La Commission européenne a donné mercredi un mois à la Pologne pour faire cesser les activités de la chambre disciplinaire de la Cour suprême, compétente pour sanctionner les magistrats, estimant que son "indépendance et impartialité ne sont pas garanties".
L'exécutif européen, qui menace de saisir à nouveau la Cour de justice de l'UE, indique que la réponse de Varsovie à sa lettre de mise en demeure du 3 décembre n'a pas dissipé ses "inquiétudes" sur cette instance créée en 2017.
Celle-ci avait été mise en place dans le cadre de réformes judiciaires controversées du parti conservateur nationaliste Droit et Justice (PiS) au pouvoir en Pologne.
"La chambre disciplinaire de la Cour suprême continue à avoir une emprise sur les juges polonais et menace leur indépendance", a dénoncé le commissaire européen à la Justice Didier Reynders.
"La décision d'aujourd'hui est une étape supplémentaire qui, je suis confiant, portera ses fruits", a ajouté le Belge, qui s'est dit "déterminé à prendre des mesures fortes pour garantir que toutes les juridictions dans l'Union européenne puissent exercer leurs pouvoirs en totale indépendance, conformément au droit de l'UE".

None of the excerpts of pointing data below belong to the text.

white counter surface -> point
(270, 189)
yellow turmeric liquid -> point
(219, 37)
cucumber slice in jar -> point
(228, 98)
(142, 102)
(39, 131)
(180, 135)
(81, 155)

Cette action entre dans le cadre d'une procédure d'infraction déclenchée en avril 2020 contre une loi polonaise permettant de sanctionner les juges qui remettent en question les réformes de la justice.

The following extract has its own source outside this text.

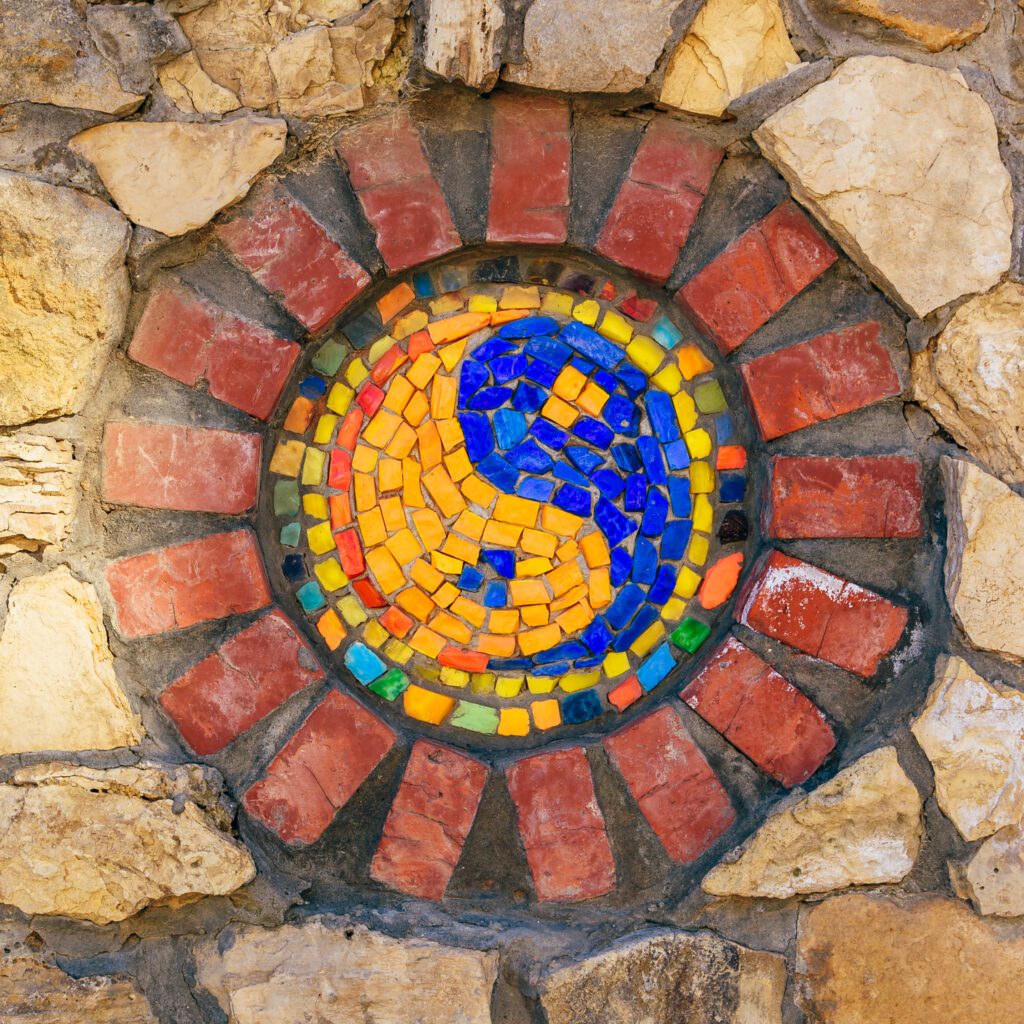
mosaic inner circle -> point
(504, 508)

Le vice-ministre polonais de la Justice a rejeté mercredi les accusations de Bruxelles.
"La Commission peut mener la dixième étape de la procédure d'infraction, mais même l'entrer dans la onzième étape ne permettra pas à la Commission de s'immiscer dans les structures du système judiciaire polonais, du fait qu'elle relève de la compétence exclusive d'un état membre", a-t-il déclaré cité par l'agence PAP.

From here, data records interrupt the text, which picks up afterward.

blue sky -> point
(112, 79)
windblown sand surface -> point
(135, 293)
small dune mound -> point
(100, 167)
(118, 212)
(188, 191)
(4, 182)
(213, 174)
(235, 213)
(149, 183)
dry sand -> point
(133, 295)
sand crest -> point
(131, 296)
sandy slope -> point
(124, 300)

"Il me semble que la Commission a un problème beaucoup plus pressant à résoudre lié au système désastreux d'achat de vaccins, et c'est sur cela qu'elle devrait se concentrer", a-t-il ajouté.
Les réformes de la Justice lancées par les conservateurs, jugées attentatoires à l'indépendance des magistrats, sont dans le collimateur de Bruxelles et ont déjà donné lieu à des condamnations par la justice européenne.
La Cour de justice de l'UE avait déjà ordonné en avril 2020 la suspension provisoire des activités de la chambre disciplinaire.
"La Commission considère que la Pologne viole le droit de l'UE en permettant à la Chambre disciplinaire de la Cour suprême - dont l'indépendance et l'impartialité ne sont pas garanties - de prendre des décisions qui ont un impact direct sur les juges et sur la façon dont ils exercent leur fonction", indique un communiqué de l'exécutif européen.
Depuis avril, quelques juges polonais, critiques des réformes de la justice, ont été sanctionné par la chambre disciplinaire, malgré sa suspension provisoire.
Selon la présidente de la Cour Suprême polonaise, Malgorzata Manowska, la chambre a toujours le droit d'examiner les affaires visant à lever l'immunité des juges. Il ne s'agit pas, selon elle, de la procédure disciplinaire visée par la décision de la Cour de justice d'avril 2020, a-t-elle déclaré récemment.
"La Pologne a un mois pour répondre" et "prendre les mesures nécessaires pour se mettre en conformité avec le droit de l'UE, sinon la Commission pourrait soumettre le dossier à la Cour de justice" européenne, a indiqué mercredi l'exécutif européen.
La Commission européenne a déclenché en 2017 à l'égard de la Pologne une procédure dite de l'article 7 du traité sur l'UE.
Ce mécanisme prévu en cas "de violation grave" de l'Etat de droit dans un pays de l'Union peut en théorie déboucher sur la privation du droit de vote de ce pays mais s'avère inopérant en pratique.